Needle scratch ---- could it be true? Vinyl record sales have been booming since the start of the pandemic in 2019, with the biggest consumers being Gen Z, according to a new study.

Fifteen years ago, vinyl records were all but obsolete, but thanks to the pandemic, sales have skyrocketed, according to a new study.

Vinyl has seen a resurgence in the music industry, the study from the Luminate Midyear Music Report finds.

Current vinyl album sales are up 27.4% compared to this time last year. 

Luminate produces foundational entertainment data and consumer studies for over 30 years.

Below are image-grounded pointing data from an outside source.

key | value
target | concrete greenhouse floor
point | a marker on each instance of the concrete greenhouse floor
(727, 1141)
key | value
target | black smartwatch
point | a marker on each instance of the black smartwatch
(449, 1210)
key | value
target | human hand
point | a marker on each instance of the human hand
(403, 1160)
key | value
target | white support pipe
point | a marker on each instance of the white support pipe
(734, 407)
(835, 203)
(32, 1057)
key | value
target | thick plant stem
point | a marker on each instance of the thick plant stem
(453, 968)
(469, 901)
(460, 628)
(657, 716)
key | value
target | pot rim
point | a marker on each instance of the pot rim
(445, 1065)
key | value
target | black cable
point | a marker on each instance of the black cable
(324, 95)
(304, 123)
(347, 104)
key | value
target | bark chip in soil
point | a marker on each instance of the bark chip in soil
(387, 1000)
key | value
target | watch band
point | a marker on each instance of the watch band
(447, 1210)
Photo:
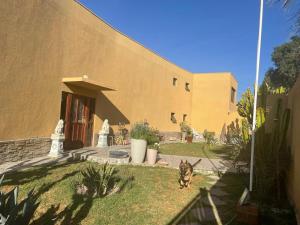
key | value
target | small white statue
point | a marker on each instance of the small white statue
(59, 128)
(105, 127)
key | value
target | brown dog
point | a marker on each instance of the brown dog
(186, 173)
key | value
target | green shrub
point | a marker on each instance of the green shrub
(209, 137)
(14, 213)
(140, 131)
(144, 132)
(152, 137)
(98, 182)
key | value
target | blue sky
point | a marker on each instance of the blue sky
(201, 35)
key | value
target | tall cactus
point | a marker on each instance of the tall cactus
(14, 213)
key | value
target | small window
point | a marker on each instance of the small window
(173, 118)
(232, 97)
(174, 81)
(187, 86)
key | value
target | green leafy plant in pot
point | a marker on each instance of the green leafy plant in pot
(153, 146)
(139, 134)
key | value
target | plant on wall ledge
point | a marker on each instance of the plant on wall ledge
(209, 137)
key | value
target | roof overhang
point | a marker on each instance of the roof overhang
(85, 82)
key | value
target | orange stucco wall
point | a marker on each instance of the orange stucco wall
(211, 102)
(43, 41)
(294, 105)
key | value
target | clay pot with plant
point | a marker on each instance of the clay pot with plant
(139, 134)
(153, 146)
(189, 136)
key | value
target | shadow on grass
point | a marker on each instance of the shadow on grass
(215, 205)
(80, 205)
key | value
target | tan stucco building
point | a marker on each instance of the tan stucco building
(59, 60)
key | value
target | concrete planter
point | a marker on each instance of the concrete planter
(138, 150)
(183, 136)
(189, 139)
(151, 156)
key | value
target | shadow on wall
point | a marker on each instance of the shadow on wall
(105, 109)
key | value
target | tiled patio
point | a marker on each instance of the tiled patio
(101, 155)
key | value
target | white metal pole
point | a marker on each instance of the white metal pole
(255, 93)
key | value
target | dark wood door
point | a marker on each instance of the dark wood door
(77, 112)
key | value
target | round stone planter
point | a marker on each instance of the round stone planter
(151, 156)
(138, 150)
(189, 139)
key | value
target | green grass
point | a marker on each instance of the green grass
(152, 198)
(196, 150)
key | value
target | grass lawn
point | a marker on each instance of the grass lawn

Luminate, formerly known as P-MRC Data, answers the unasked questions that direct entertainment's most crucial decisions.

With the return of popular demand of vinyl records, companies have started to repress their catalogs, including records like Nirvana's iconic "Nevermind" and The Beatles' "Abbey Road."

Harry Styles broke the modern-age record of vinyl album sales in a single week with the release of his third album, "Harry’s House". It garnered 182,000 vinyl sales.

Stores like Target and Walmart have experienced double the sales in vinyl records, according to Luminate.

Record sales increased 361% since the start of the pandemic in 2019.

Homebound young people were the force behind the increase of vinyl sales during the pandemic. With current artists pressing their albums on vinyl, it was a natural transition to get a new generation into collecting. Artists like Billie Eilish and Taylor Swift pushed the pop genre into the fastest growing genre on vinyl. 

Taylor Swift sold 800,000 more vinyl records in 2021 than she did the year before. 

After years of abandoning physical music for digital streaming, all album sales growth was in physical album copies, according to NPR.

Tyler the Creator released a vinyl of his album "CALL ME IF YOU GET LOST" 10 months after its initial release, resulting in 50,000 vinyl sales.  

With the surge of record sales, retailers are rethinking physical media and stocking up on it, according to NPR.

But independently owned record-pressing companies are struggling to keep up with the vinyl demand. According to NPR, the production schedule has gone from four months to more than a year, pushing back album releases.

LA has its own impressive collection of record shops, including:

Amoeba Music 

Going Underground Records 

The Record Parlor 

Paradise City Records 

Atomic Records 

Collecting vinyl records has been tradition for many. The resurgence gives a chance for new generations to pass down tradition.